Published: 12 Mar 08 10:21 CET | Double click on a word to get a translation
Online: http://www.thelocal.se/10426/20080312/

Axel Bringéus, 24, was fired from his job at Procter & Gamble last week after a newspaper published excerpts from his personal blog. Here he reflects on an irrational fear of the internet, which he thinks contributed to his dismissal.

Douglas Adams, author of The Hitchhiker’s Guide to the Galaxy once had a few things to say on the subject of resistance to this new internet thing:

"1) everything that's already in the world when you're born is just normal;

2) anything that gets invented between then and before you turn 35 is incredibly exciting and creative and, given opportunity, you can make a career out of it;

3) anything that gets invented after you're 35 is against the natural order of things and the beginning of the end of civilization as we know it until it's been around for about ten years when it gradually turns out to be alright really.”

I was struck by this insight last Monday when my former employer had a brutal awakening with regard to an employee’s web activities. A blog that I had been writing in my spare time, read by 20 or so of my friends, suddenly became public property following a strange act of journalism by Resumé, a Swedish weekly reporting on media and advertising.

Not wishing to deal with the threat of negative publicity, and not having any guidelines or examples of best practice to refer to, my employer chose to let me go.

Now that the deed is done, I am sure the company is working to establish principles for its employees’ behaviour on the web. I find it hard to imagine that the company’s executives could have been oblivious to the fact that their employees might have blogs. But I find it equally unlikely that they would understand the fact that blogs are part of something bigger -- the online lives of citizens of the internet.


Let’s be less like Putin

Though it is claimed that Vladimir Putin has never opened an email in his life, most others, whether over 35 or not, cannot afford that level of ignorance when it comes to the internet.

Most of society’s architects -- important politicians, legislators and business executives -- were well over 35 when the internet hit the mainstream. While not all of them might have seen the internet as the beginning of the end of civilization, their understanding of the dynamics of the web remains very limited.

This is not surprising since they are not the principle users of the web; they are not the ones who are shaping and developing it, forming morals and values parallel to the morals and values of the offline world as they go along.
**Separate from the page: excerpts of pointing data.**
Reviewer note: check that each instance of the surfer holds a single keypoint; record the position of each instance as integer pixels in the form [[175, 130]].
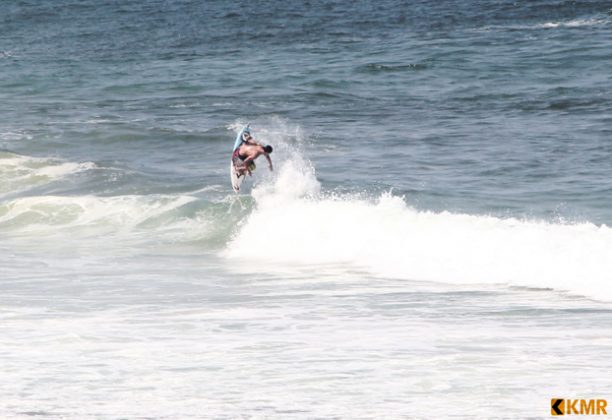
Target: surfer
[[245, 155]]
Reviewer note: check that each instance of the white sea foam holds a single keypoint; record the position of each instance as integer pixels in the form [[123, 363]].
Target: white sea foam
[[93, 215], [19, 173], [294, 223]]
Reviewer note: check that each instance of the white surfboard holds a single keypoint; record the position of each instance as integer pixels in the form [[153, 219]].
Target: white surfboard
[[234, 177]]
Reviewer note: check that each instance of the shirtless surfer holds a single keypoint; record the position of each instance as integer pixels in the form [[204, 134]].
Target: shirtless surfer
[[245, 155]]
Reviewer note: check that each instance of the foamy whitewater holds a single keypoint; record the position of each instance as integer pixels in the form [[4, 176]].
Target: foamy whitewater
[[435, 240]]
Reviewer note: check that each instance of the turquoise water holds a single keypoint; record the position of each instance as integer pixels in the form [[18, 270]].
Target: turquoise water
[[434, 240]]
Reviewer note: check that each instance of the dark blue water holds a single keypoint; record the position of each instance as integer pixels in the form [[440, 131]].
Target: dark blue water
[[434, 239], [488, 107]]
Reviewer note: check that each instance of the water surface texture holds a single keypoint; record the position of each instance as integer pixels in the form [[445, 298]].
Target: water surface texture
[[434, 240]]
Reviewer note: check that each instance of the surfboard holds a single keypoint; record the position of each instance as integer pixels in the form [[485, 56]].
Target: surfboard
[[236, 179]]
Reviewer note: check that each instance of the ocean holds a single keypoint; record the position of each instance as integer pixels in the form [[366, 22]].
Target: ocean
[[435, 240]]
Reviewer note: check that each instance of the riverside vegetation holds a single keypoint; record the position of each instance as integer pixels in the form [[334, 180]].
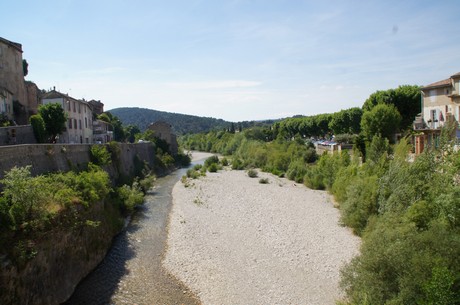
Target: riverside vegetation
[[82, 209], [406, 212], [32, 206]]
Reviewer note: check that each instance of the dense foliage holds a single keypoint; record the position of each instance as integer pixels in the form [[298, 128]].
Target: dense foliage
[[279, 157], [181, 123], [408, 214], [31, 206], [54, 118], [406, 99]]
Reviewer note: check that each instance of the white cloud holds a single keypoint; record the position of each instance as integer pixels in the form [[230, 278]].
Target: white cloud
[[203, 85]]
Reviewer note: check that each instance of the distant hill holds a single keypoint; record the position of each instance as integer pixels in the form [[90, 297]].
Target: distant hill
[[182, 123]]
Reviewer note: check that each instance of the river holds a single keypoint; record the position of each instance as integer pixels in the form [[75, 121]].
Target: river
[[132, 272]]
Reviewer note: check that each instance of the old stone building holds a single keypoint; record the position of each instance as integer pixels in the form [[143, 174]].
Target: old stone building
[[79, 117], [163, 131], [12, 76]]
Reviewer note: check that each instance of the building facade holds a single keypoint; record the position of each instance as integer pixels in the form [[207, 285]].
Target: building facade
[[6, 104], [12, 75], [440, 104], [102, 132], [79, 118]]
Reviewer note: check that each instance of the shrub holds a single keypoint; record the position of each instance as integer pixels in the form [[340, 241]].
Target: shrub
[[252, 173], [130, 196], [213, 168], [147, 182], [211, 160], [264, 181], [100, 155], [297, 171], [237, 164], [192, 173], [38, 126]]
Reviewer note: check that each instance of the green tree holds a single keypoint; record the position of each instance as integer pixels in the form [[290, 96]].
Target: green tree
[[383, 119], [54, 118], [39, 128], [346, 121], [119, 133], [130, 132], [405, 98]]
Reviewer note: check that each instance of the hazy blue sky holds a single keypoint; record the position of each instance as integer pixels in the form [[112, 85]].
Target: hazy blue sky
[[236, 60]]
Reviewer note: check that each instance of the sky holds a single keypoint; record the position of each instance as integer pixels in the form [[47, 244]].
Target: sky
[[234, 59]]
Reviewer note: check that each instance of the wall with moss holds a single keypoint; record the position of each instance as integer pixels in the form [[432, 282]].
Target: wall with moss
[[46, 158]]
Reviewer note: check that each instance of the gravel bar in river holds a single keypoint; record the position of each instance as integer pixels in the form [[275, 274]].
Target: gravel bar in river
[[233, 240]]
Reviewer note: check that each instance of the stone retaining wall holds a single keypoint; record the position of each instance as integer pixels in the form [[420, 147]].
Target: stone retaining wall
[[45, 158]]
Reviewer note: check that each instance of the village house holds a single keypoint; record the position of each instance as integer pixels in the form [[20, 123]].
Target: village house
[[12, 80], [440, 104], [6, 104], [79, 117]]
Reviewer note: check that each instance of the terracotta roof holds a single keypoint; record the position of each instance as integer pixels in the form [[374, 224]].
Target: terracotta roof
[[442, 83], [56, 94], [15, 45]]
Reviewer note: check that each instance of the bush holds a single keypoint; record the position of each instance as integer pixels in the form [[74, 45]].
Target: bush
[[213, 168], [237, 164], [38, 126], [130, 196], [100, 155], [252, 173], [264, 181], [211, 160]]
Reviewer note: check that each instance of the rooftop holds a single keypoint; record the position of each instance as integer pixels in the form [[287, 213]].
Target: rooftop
[[15, 45]]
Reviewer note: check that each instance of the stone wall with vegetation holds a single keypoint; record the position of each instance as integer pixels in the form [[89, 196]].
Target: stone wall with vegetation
[[54, 229], [46, 158], [16, 135]]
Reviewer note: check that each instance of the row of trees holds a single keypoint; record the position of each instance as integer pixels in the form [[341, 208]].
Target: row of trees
[[384, 112], [407, 214]]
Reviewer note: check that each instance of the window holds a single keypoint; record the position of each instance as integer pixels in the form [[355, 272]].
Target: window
[[432, 94]]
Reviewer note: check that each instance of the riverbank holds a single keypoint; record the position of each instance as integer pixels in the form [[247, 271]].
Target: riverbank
[[233, 240]]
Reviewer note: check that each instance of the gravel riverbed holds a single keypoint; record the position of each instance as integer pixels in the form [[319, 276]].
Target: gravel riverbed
[[233, 240]]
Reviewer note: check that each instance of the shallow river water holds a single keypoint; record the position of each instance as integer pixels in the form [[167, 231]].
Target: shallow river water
[[131, 272]]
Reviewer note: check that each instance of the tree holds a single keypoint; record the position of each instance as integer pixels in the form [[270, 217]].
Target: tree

But it is frightening that their comprehension is low, since they are the ones forced to make important decisions regarding the web in terms of legislation and usage restrictions.

As we have seen many times before, a failure to comprehend the dynamics of the web can have unforeseen consequences.

The Swedish interpretation of the European Union’s directive for data privacy, PUL, is one such example. When introduced in 1998, the law made it illegal to post the names of private citizens on the web. The law had bizarre consequences. In one case, a woman was criminalized for mentioning on the website of her local church that a colleague had injured her foot.

The legislators behind the law had no understanding whatsoever of the workings of the internet, not to mention the future development of the web. PUL in its original form would have rendered impossible the development of today’s internet with its social networks and blogs.

But it is not only legislators who are in need of a more fundamental comprehension of the internet. ‘Big business’ executives have also failed to grasp that their employees are not only citizens of the country that has issued their passports, but also of a parallel world called the internet.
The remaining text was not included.